Evaluation of fracture toughness of F82H steels added with phosphorus by small specimen test technique

Reduced-activation ferritic (RAF) steels are the promising candidate structural material for fusion reactor blanket components, but they may suffer non-hardening embrittlement (NHE) by a large amount of He on grain boundaries over 500-700 appm of bulk He without hardening. Understanding and evaluating the ductile to brittle transition behavior and fracture toughness of RAF steels are critical in the design and operation of the reactor. In order to effectively produce irradiation database, furthermore, the reduction of the specimen volume is required. In the ITER Broader Approach (BA) project, applicability of small specimen test techniques has been examined to evaluate irradiation-induced degradation of fracture toughness of F82H. The master curve method is specified as a standard test method for determination of reference temperature for ferritic steels in the transition range provided by the American Society for Testing and Materials (ASTM). However, application of the method to RAF steels may have some difficulty passing the requirement of method for example, large constraint loss in small specimens of RAF steels and possible fracture mode change to intergranular due to precipitation of transmutation helium on to grain boundaries. In the present study, constitutive data and widely-obtained fracture toughness data sets at transition temperatures of F82H is investigated to establish the master curve method for RAF steels from viewpoints offracture mechanics. Small specimen tests to evaluate fracture toughness and Charpy impact properties were carried out for F82H steels with different levels of phosphorous addition in order to simulate the effects of NHE on the shift of transition curve.

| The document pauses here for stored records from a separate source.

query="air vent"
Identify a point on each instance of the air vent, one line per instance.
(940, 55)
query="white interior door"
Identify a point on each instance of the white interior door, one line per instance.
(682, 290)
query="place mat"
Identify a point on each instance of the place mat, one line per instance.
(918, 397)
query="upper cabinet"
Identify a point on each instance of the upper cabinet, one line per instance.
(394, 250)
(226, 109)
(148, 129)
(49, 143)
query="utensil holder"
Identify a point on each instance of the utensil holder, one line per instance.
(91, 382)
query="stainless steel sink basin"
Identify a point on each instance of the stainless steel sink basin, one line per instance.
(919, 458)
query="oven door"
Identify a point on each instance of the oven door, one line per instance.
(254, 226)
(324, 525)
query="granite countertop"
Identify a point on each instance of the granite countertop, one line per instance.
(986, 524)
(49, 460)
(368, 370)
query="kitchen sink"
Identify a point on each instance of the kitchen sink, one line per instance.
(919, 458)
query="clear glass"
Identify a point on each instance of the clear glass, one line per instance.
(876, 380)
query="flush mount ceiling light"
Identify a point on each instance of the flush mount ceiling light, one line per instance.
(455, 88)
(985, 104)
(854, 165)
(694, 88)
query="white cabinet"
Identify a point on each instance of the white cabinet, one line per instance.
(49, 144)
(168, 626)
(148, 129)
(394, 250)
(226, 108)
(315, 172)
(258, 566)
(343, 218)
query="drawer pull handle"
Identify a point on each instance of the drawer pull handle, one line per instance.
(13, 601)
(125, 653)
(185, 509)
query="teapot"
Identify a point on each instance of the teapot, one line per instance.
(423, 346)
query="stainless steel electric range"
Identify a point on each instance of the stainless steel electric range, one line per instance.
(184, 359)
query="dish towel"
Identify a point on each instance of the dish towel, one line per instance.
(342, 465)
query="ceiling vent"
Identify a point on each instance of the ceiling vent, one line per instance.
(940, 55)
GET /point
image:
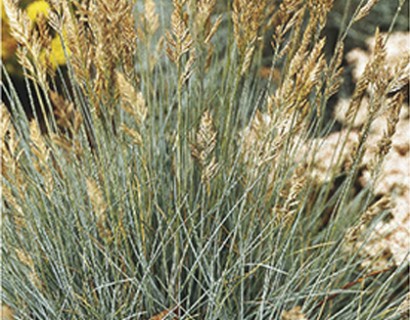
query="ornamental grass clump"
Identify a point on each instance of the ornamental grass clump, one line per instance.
(155, 175)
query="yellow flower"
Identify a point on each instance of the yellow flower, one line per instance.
(36, 8)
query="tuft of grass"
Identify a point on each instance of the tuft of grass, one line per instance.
(159, 177)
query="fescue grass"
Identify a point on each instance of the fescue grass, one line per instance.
(169, 177)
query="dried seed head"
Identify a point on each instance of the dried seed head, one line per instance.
(202, 149)
(294, 314)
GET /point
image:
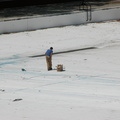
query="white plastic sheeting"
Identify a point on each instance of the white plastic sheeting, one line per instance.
(39, 22)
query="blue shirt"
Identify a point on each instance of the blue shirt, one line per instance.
(48, 52)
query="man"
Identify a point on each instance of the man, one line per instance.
(48, 55)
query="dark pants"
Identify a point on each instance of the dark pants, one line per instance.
(49, 62)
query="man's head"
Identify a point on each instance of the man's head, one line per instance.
(51, 48)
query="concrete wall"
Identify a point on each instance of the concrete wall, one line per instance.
(58, 20)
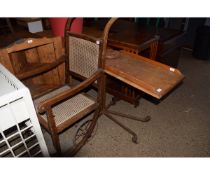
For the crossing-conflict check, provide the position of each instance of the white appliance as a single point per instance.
(20, 132)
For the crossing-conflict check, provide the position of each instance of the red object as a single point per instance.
(58, 25)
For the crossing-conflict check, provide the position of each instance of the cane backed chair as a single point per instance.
(64, 107)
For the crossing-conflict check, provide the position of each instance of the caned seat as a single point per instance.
(79, 104)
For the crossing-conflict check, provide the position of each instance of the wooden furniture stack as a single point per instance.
(39, 65)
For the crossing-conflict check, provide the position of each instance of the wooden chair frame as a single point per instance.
(46, 106)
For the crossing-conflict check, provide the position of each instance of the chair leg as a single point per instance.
(56, 143)
(53, 132)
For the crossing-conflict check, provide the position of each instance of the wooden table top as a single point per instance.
(149, 76)
(132, 34)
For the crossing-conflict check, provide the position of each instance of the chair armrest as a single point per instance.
(44, 105)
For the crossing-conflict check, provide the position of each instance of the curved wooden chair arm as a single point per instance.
(45, 105)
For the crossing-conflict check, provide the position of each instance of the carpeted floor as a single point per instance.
(180, 125)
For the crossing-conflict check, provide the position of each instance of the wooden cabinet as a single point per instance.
(37, 62)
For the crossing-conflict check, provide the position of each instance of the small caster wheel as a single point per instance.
(135, 139)
(147, 118)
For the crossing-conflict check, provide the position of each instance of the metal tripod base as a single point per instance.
(110, 113)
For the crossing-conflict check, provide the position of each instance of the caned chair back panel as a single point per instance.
(83, 56)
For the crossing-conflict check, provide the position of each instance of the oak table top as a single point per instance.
(151, 77)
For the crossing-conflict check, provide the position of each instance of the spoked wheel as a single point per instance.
(81, 132)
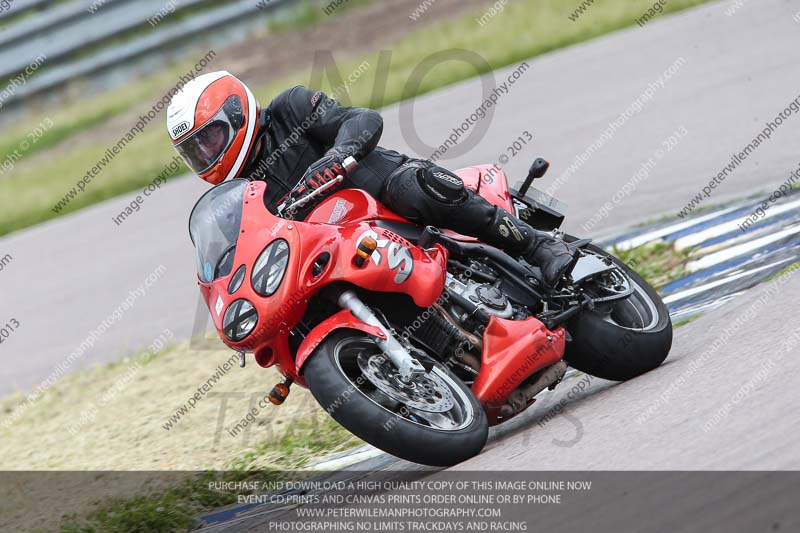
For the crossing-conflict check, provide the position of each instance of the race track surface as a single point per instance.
(731, 74)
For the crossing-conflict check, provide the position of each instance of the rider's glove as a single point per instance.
(322, 172)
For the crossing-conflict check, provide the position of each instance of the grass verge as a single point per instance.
(109, 421)
(522, 30)
(658, 263)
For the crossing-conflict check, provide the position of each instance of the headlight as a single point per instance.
(239, 321)
(270, 268)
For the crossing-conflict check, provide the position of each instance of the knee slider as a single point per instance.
(442, 185)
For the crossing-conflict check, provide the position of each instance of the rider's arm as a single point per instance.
(350, 131)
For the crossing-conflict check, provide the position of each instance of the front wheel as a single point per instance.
(434, 420)
(622, 339)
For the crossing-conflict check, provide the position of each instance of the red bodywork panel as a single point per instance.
(512, 350)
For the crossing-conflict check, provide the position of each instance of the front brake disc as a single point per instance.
(426, 392)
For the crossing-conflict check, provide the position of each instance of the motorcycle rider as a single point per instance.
(220, 130)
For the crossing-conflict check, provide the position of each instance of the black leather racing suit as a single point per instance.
(301, 125)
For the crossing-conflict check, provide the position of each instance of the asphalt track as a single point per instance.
(738, 72)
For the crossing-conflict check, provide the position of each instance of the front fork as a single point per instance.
(407, 366)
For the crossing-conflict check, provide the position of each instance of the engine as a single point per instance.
(485, 296)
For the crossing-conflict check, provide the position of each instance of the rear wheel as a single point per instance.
(622, 339)
(434, 420)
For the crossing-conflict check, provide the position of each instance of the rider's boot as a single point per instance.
(549, 253)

Yield strength (YS) and ultimate tensile strength (UTS) are increased by increasing the level of phosphorous addition, but it is not significant. It was found that the DBTT after phosphorous addition is shifted to higher temperatures and the USE is decreased. Effects of phosphorous on fracture toughness were evaluated using the small size specimen (1/4 CT). Phosphorous added steels fractured in a brittle manner showing intergranular fracture even at temperatures of transition region. The master curve approach for evaluation of fracture toughness change by the degradation of grain boundary strength was carried out by referring to the ASTM E1921.